Alors qu'Opus Eponymus démarrait sur un petit air de synthétiseur fatigué tout droit sortie d'une chapelle perdue en pleine campagne, Infestissumam nous plonge instantanément dans la nef d'une grande cathédrale. Le morceau éponyme qui ouvre l'album sort le grand jeu: messe en latin, choeurs épiques, orgues et guitares grandiose... Papa Emeritus II n'est pas là pour rigoler et il compte bien nous le faire savoir. D'ailleurs pas le temps de souffler, il enchaîne sans temps mort le morceau suivant, si vite qu'on pourrait croire que l'on écoute toujours la même chanson. "Per Aspera Ad Inferi" reprend tout ce qui faisait la force du premier album de Ghost, à savoir un riff efficace et un refrain entraînant. Mais cette fois-ci la production est beaucoup plus grandiose : un choeur qui accompagne le refrain, le son du synthétiseur plus mis en avant, l'echo dans la voix pour accentuer l'effet cathédrale... Là où le son de Papa I cherchait les petites salles (par goût ou par nécessité ?), Papa II vise clairement les stades.
Il semble d'ailleurs avoir entendu les plaintes de ses ouailles qui lui auront rapporté que son prédécesseur tournait très vite en rond. Aussi, à peine a-t-on eu le temps de se remettre de ce banger, comme on ne disait pas en 2013, que voilà un air carnavalesque qui démarre. Le cirque du freak débarque en fanfare avec "Secular Haze". Alors qu'on pensait que la lithurgie de Ghost ne se dansait que sur le thème du headbang, Papa II nous invite à valser en trois temps en attendant l'arrivée de notre destructeur.
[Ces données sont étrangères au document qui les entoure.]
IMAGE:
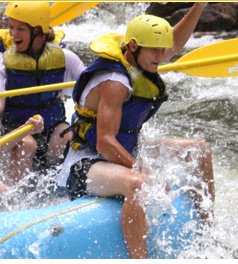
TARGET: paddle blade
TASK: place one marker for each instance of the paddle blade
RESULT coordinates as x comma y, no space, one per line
62,12
216,60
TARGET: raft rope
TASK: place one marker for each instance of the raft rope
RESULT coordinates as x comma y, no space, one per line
18,230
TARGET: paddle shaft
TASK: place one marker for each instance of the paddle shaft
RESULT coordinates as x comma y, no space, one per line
37,89
15,134
180,66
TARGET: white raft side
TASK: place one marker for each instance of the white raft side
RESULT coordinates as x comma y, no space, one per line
90,228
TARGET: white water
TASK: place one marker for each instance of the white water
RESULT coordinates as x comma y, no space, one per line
187,115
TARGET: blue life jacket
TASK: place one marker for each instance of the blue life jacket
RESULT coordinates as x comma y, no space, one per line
23,71
135,112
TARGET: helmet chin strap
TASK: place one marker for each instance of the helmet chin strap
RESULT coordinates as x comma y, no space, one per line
33,35
135,54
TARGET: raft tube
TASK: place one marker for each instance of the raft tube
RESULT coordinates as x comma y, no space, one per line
90,228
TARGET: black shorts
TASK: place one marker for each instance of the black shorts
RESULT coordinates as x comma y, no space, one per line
77,181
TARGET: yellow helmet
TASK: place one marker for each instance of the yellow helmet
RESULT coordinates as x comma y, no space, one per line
32,13
150,31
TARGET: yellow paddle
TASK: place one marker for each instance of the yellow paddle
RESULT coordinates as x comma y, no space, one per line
62,12
37,89
215,60
16,133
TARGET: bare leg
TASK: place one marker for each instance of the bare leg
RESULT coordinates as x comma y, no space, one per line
111,179
57,144
204,169
22,157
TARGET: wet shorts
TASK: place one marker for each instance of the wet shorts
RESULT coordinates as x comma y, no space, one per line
77,181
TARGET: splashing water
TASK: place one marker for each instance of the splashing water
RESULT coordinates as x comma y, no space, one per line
197,107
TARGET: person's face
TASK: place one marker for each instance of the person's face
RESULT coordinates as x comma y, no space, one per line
150,58
20,33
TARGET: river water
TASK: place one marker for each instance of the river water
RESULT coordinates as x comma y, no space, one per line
197,107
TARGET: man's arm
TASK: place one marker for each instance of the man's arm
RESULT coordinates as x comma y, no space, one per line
184,29
112,95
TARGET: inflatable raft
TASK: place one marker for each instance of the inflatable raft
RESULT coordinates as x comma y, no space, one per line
90,228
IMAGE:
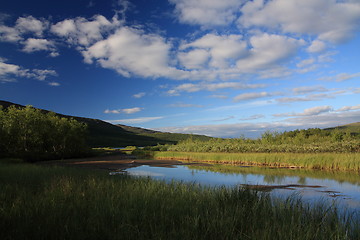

Cependant, alors qu'il ne faisait que nous surprendre depuis le début, il poursuit avec un "Jigolo Har Megiddo" certes toujours aussi entraînant, mais beaucoup plus classique. Les gens de peu de foi craignent évidemment le retour de la routine, mais ce qu'ils ne savent pas c'est que Papa II rime avec généreux. Ce qu'il fait en réalité c'est nous accorder un temps de repos avant de nous emmener vers les sommêts de son ministère.
Surprise, "Guleh / Zombie Queen" s'ouvre sur un jolie slow, une déclaration d'amour à un cadavre. Après le headbang et la valse, voici venu le temps de la vague des bras et des briquets en l'air. Un coeur romantique se nicherait-il au creux de Papa II, lui qui juste avant nous vantait sa libido infernale ? Je l'imagine riant sous cape, juste avant d'ordonner à ses goules de changer de rythmes et de lâcher les riffs de westerns à mi-morceau. Ghost s'aventurerait-il sur les voies impénétrables et délicieuses du rock progressif ? "Guleh" est une ode épique à sa reine d'une nuit d'hiver ponctuée de refrains grandioses.
On est presque éreinté au sortir cette chanson. Rendez-vous compte: Opus Eponymus devenait répétitif au bout de deux morceaux, nous laissant pinailler pour identifier les différences entre chacun. Cette fois-ci, on vient d'enchaîner une messe en latin, un tube dans le pur style de Ghost, une parade du cirque, et maintenant un morceau épique qui flirte avec le rock progressif. Peut-il aller encore plus loin ?
"Belial, Behemoth, Beelzebub". Le choeur reprend a capella, nous donnant immédiatement la réponse: oui. "Year Zero", devenue depuis un classique des concerts de Ghost est LA chanson à laquelle Infestissumam nous prépare depuis le début. Avec son refrain monumentale, amplifié par une production qui met en avant le choeur plus que jamais, difficile de ne pas se mettre à hurler à tue-tête "Hell Satan", et ce même si l'on se trouve dans un RER bondé ou dans la salle d'attente de son dentiste préféré.
En revanche, après cet enchaînement de tueur en série, Papa II est obligé de redescendre, ou de remonter, c'est selon. Les trois morceaux qui suivent retombent dans la formule efficaces mais légèrement ennuyeuse d'Opus Eponymus. En même temps la première partie de l'album est si puissante qu'on lui pardonne aisément.
D'autant plus que Papa II a compris que s'il fallait soigner son entrée, sa sortie est tout aussi importante. Et quelle sortie ! Alors qu'on s'apprête à remettre son manteau, et à quitter l'église en pensant à ce que l'on va bien pouvoir manger, "Monstrance Clock" nous arrête immédiatement et nous appelle à une dernière prière commune. Impossible de résister à ce gospel satanique et réconciliateur et son refrain qui ne demande qu'à être chanté en communion.
Le sacerdoce de Papa II aura été court, mais il aura permis de révéler le chemin qui s'offrait à l'Église de Ghost pour la suite.